I asked my Facebook friends for some posting inspiration recently and it seemed that people were in the mood for a fresh post on making your grammar more accurate and less embarrassing.
I love helping people look and feel smarter!
You feel like judging me right now because I started a post about bad grammar with bad grammar.
That’s what we call irony though, friends.
Because, of course I know dat ain’t even a word and stuff.
Here’s the main difference between that little sentence (and any additional grammatical errors that have and will occur in this post) and the crimes against the English language so many of my friends and family members and random strangers who somehow wind up in my Facebook newsfeed are committing: intention.
I commit grammar errors on purpose. When I want to. For effect. Because you like it, even if you don’t know they’re happening.
The grammar rules I break are done on purpose, to add flair, to make reading my writing more relatable. Like having a conversation with me on the football field. Or over French fries and milkshakes at McDonald’s. It makes us feel like a couple of friends, gossiping about the neighbors and getting chunky together while we mostly ignore our kids in the play yard.
I KNOW I’m doing it. For you.
Other people seem to be doing it because they truly don’t know any better. It’s not to connect with the reader or add interest to their stories. It’s because the words their, there, and they’re have them stumped, they don’t know they’re stumped, but they are.
I honestly think people just pick randomly which to use.

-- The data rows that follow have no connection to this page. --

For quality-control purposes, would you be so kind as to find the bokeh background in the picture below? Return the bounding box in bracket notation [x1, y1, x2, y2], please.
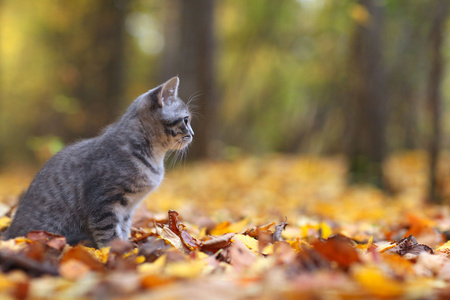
[0, 0, 450, 200]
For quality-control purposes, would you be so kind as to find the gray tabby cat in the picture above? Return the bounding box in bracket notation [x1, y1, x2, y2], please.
[4, 77, 194, 248]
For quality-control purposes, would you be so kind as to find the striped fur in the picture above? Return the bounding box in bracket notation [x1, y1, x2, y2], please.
[4, 77, 194, 247]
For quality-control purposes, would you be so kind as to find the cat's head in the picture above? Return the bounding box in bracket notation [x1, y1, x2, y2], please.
[139, 77, 194, 150]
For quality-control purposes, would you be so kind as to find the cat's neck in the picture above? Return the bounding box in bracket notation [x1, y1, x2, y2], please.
[105, 111, 168, 170]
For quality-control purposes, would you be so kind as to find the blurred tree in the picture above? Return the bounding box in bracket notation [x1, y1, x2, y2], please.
[427, 0, 448, 203]
[53, 0, 127, 140]
[348, 0, 386, 187]
[163, 0, 219, 159]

Like, they think, “I’m about to use their/they’re/there in a sentence, I’ll just go with whichever falls out of my mind first because, eh, they all mean the exact same thing! I love that flexibility!”
The English language is notorious for being inflexible.

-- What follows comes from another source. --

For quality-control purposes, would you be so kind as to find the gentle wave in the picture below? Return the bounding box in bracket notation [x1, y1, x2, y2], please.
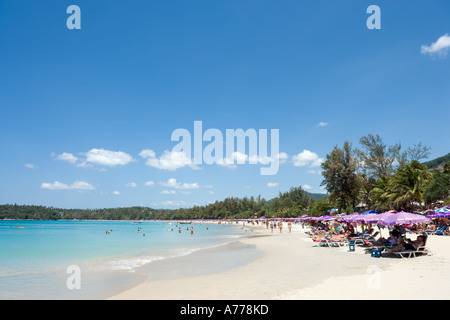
[106, 241, 239, 272]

As a former language arts teacher, seeing people act carelessly with our tool of expression makes me all different types of sad. Because words are beautiful, being able to express yourself is a gift, knowledge is power and all of that. Also, someone failed you. At some point in your educational history some teacher along with your mama and your daddy let your ability to express yourself with the written word fall by the wayside.

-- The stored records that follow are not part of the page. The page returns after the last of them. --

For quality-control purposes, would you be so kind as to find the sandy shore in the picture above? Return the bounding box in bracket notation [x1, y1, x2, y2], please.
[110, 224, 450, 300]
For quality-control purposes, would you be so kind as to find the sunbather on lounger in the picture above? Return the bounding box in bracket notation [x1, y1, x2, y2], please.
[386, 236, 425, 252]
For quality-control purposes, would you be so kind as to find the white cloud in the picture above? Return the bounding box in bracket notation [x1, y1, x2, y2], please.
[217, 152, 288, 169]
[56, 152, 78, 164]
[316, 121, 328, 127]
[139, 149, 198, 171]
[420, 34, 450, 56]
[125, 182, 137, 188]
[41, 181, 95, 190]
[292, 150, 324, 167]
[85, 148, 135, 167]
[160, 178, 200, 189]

Like they didn’t even give a care.
Lucky for you (and everyone else who sits behind their computers on facebook judging you), I do give a care. In fact, I COULD care less!
5 Things EVERYONE Should Know About Their There They’re
1. There is arguably the least tricky of the three because it has absolutely nothing to do with living things. In most daily conversation, there is used to describe location as in, “Go over there and wait.” Or, “There they go, being annoying again.” Sometimes the location is abstract: “There are things you don’t understand.” Never is it used to refer to a group of people.
2. They’re is a contraction (this one should sound familiar to you if you checked out the how to use your and you’re post). Two distinct words, they and are, smashed together for ease of use. The only situations where they’re can be used without me wanting to karate chop your throat, are those in which they are could be used in it’s place. Example? Sure… They’re going to eat at the stadium can easily be written, They are going to eat the stadium. Hooray! No throat chop for you. However, They’re food is at the stadium is all kinds of wrong because you can’t say They are food is at the stadium. I mean you can, but no one will know what you are even talking about and I will so take a jab at your jugular.
3. Their is all about ownership. If you want to express that something belongs to some other people use their; Is that their passenger van? Their eight kids are so big now. Their divorce was really ugly. That’s how that works. Replacing helps people with this one too. For example, if you can replace their with Jon and Kate’s and it works, you’re using the word correctly, see: Is that Jon and Kate’s passenger van? Jon and Kate’s eight kids are so big now. Jon and Kate’s divorce was really ugly. Perfect! Although, technically you can also replace their with our, you don’t really have to use Jon and Kate’s like I do.
4. Mixing up their there they’re is not normal. It’s common, but not normal. I would argue that it’s an act of laziness. You can easily type “how to use they’re” into Google and get your answer. In fact, there is a Wiki on the topic.